At Enterra Solutions, we believe this management by exception has a lot of merit. By getting alerted to potential problems early, decision-makers generally have more options for solving them. Stress levels are also lowered because the time to respond is increased. In the Kimberly-Clark/JDA system, “If a load is kicked out because it violates a rule, the application shows the user which rule was violated.” That also helps analysts make quicker and better decisions. Banker reports that “the project took 10 months in total (4 months of IT work) and was completed in March of 2011. Initially, the company thought 70 percent of the loads would flow through untouched, but the actual number is closer to 80 percent.” That’s good news. Banker concludes:
“Kimberly Clark has freed up about 35 hours per day across its planning team. But the project has had other benefits as well.
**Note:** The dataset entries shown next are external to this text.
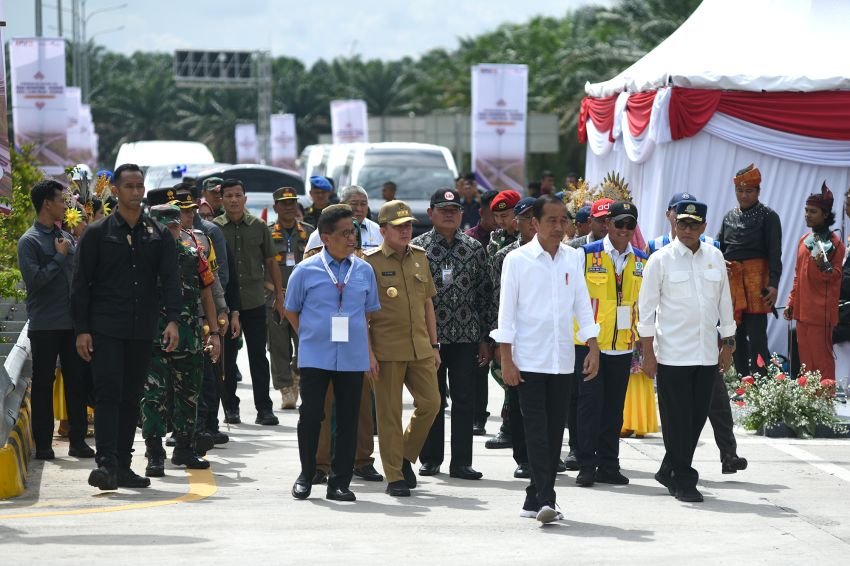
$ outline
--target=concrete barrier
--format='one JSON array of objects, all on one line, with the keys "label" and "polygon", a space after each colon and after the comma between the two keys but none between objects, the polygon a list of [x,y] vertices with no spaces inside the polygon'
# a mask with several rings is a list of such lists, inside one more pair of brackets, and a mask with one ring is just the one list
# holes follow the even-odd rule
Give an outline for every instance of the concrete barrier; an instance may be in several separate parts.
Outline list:
[{"label": "concrete barrier", "polygon": [[29,388],[23,397],[15,426],[9,433],[5,446],[0,448],[0,499],[17,497],[24,492],[27,468],[35,449],[30,421]]},{"label": "concrete barrier", "polygon": [[[30,380],[32,356],[26,309],[2,304],[0,313],[0,499],[21,495],[35,443],[32,437]],[[24,321],[20,321],[23,316]]]}]

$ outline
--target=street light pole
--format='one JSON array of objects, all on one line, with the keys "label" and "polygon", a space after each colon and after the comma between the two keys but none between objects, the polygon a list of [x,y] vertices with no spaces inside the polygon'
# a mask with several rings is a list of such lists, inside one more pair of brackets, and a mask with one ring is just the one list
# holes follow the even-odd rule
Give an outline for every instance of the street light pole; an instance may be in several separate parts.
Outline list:
[{"label": "street light pole", "polygon": [[82,43],[82,85],[81,85],[81,93],[82,99],[84,103],[89,101],[89,86],[90,86],[90,66],[89,66],[89,45],[88,38],[86,36],[86,26],[88,26],[89,20],[98,14],[102,14],[104,12],[112,12],[115,10],[121,10],[127,7],[127,3],[118,4],[117,6],[110,6],[108,8],[101,8],[100,10],[95,10],[89,15],[86,15],[86,1],[82,0],[82,11],[80,14],[80,23],[81,23],[81,32],[82,37],[80,38]]},{"label": "street light pole", "polygon": [[41,0],[35,0],[35,36],[41,37]]}]

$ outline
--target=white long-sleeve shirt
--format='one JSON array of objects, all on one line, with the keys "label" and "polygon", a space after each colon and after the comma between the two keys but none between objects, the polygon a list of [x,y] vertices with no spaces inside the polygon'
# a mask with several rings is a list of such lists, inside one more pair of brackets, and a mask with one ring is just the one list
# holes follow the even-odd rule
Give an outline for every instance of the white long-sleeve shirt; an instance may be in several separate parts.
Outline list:
[{"label": "white long-sleeve shirt", "polygon": [[[363,222],[360,223],[360,245],[363,246],[363,249],[377,248],[383,241],[384,237],[381,236],[381,227],[378,223],[364,218]],[[312,250],[321,246],[322,236],[319,234],[319,228],[317,226],[313,230],[313,233],[310,234],[310,237],[307,238],[307,249]]]},{"label": "white long-sleeve shirt", "polygon": [[643,270],[638,313],[638,333],[655,337],[658,363],[716,365],[718,330],[735,335],[723,253],[705,242],[694,253],[678,239],[656,251]]},{"label": "white long-sleeve shirt", "polygon": [[561,244],[553,258],[534,237],[505,256],[498,327],[490,336],[511,344],[520,371],[575,372],[573,320],[578,337],[599,335],[584,281],[584,251]]}]

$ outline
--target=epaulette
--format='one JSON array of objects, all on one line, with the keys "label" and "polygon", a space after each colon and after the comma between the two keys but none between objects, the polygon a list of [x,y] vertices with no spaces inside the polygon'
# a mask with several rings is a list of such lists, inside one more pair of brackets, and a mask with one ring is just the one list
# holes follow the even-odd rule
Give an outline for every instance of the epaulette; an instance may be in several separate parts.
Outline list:
[{"label": "epaulette", "polygon": [[297,223],[301,226],[302,229],[310,229],[315,230],[316,227],[310,224],[309,222],[304,222],[303,220],[298,220]]},{"label": "epaulette", "polygon": [[410,249],[411,249],[411,250],[416,250],[416,251],[418,251],[418,252],[422,252],[423,254],[427,254],[427,253],[428,253],[428,250],[426,250],[426,249],[425,249],[425,248],[423,248],[423,247],[417,246],[417,245],[415,245],[415,244],[407,244],[407,245],[408,245],[408,246],[410,246]]},{"label": "epaulette", "polygon": [[[413,246],[410,246],[410,247],[413,247]],[[367,256],[367,257],[368,257],[368,256],[370,256],[370,255],[372,255],[372,254],[376,254],[376,253],[378,253],[380,250],[381,250],[381,247],[380,247],[380,246],[378,246],[377,248],[369,248],[368,250],[366,250],[366,251],[364,251],[364,252],[363,252],[363,255],[365,255],[365,256]]]}]

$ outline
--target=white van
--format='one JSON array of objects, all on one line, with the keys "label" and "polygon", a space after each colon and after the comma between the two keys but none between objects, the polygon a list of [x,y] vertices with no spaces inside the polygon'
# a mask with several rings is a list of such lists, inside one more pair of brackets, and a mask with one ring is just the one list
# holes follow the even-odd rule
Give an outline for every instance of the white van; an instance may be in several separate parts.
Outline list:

Planned loads drop to the DCs loading schedule earlier, enabling added efficiencies at the warehouse; carriers get tenders earlier, allowing Kimberly-Clark to lock down prime capacity before it disappears; and planners like it because they get to go home on time at the end of the day.”
This is a great case study because it shows how technology can be used to reduce complexity not add to it. No change is easy; but, when you can demonstrate how complexity can be reduced through the implementation of better technology, the case for change is much stronger.